To further investigate the biological mechanism of gene variants, the expression matrix of 197 patients with GC in the TCGA cohort was analyzed using the R package "limma" pairs of types to calculate the pathway enrichment scores of KEGG pathway gene sets and hallmark gene sets in each sample via GSVA, and the top 50 pathways were visualized with |t|=1 as the threshold (KEGG pathway enrichment score). The pathway enrichment score was used to analyze the difference between the high- and low-risk groups by visualizing the top 50 pathways with |t|=1 as the threshold (186 pathways in the KEGG pathway gene set analysis and 50 pathways in the hallmark gene set enrichment analysis). Subsequently, we downloaded the mutation data of TCGA-STAD patients from the TCGA data portal (https://portal.gdc.cancer.gov/) and combined these data with the pathohistology data of 297 samples with a sample size of 290. We analyzed the mutation data using the R package maftools to visualize the top 15 mutated genes in patients with STAD. Finally, we downloaded the IC50 values of 198 drugs from the GDSC database (http://www.cancerrxgene.org/) and used the R package "OncoPredict" to predict the IC50 values of each sample based on RNA-seq data and analyzed the relationships between the high- and low-risk groups in the prognostic risk score model.
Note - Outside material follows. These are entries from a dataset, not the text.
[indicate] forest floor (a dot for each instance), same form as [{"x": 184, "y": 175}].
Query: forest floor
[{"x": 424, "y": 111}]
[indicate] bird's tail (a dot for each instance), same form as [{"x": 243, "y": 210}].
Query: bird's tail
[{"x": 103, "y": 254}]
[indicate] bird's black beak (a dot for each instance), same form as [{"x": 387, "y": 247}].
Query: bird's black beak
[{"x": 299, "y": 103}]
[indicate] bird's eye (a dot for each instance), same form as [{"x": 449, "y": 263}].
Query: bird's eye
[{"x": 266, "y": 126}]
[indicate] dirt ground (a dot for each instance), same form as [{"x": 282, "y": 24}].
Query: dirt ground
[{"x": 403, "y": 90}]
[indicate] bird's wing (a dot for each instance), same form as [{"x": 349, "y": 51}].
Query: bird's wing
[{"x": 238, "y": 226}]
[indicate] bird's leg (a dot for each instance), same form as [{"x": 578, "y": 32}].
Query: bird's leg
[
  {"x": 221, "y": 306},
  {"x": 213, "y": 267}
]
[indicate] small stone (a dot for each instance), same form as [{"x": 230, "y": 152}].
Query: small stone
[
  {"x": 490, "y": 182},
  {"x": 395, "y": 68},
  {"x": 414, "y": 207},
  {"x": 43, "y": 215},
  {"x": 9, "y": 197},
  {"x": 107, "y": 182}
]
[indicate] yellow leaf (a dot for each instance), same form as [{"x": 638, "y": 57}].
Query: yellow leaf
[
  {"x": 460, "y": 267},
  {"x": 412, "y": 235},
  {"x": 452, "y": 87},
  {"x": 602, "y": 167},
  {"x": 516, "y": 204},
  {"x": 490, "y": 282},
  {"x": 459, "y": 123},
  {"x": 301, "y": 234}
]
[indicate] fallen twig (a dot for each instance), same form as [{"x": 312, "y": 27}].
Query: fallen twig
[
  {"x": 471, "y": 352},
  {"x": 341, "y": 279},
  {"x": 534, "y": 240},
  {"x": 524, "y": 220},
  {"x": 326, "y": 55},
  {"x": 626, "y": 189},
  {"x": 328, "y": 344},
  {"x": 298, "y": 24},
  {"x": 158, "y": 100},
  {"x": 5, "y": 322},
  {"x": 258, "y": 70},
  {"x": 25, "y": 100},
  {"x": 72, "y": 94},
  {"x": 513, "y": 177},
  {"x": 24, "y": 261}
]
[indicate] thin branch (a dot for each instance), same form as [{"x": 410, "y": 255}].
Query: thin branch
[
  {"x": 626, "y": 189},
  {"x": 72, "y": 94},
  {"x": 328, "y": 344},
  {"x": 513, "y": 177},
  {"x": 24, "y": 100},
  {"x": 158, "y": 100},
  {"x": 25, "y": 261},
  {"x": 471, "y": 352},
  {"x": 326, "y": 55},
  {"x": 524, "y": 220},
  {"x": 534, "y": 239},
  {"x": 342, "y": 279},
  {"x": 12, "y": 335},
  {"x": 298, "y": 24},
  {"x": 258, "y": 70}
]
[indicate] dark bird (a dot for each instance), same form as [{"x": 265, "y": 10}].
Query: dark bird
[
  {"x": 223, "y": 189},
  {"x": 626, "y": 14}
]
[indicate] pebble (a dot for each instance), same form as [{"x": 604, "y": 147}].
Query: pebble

05. Analysis of the tumor immune microenvironment and immunotherapeutic response

We uploaded the gene expression matrices of GC samples to the ImmuCellAI database (http://bioinfo.life.hust.edu.cn/ImmuCellAI/#!/) to calculate the immune cell infiltration of each sample and analyzed the correlation between the RiskScore and the degree of immune cell infiltration using Spearman correlation. Subsequently, we used the Wilcoxon rank sum test to analyze the variability in immune gene expression (Xie et al., 2022) between the high- and low-risk groups in the prognostic risk score model. Finally, the expression matrix of TCGA-STAD was uploaded to the TIDE database (ttp://tide.dfci.harvard.edu), and TIDE, MSI Expr Sig, Dysfunction, and Exclusion were assessed by the Tumor Immune Dysfunction and Exclusion (TIDE) algorithm to analyze the relationships between risk score and immunotherapy response.

Statistical analysis

All data analyses in this study were performed using GraphPad Prism 8.0.1 software (GraphPad Software e, Inc.) and R software (version 4.1.3), and all MR analyses were performed with the "TwoSample MR" package. The classification performance of the model was evaluated based on sensitivity, specificity, accuracy, the subject operating characteristic (ROC) curve and the area under the ROC curve (AUC).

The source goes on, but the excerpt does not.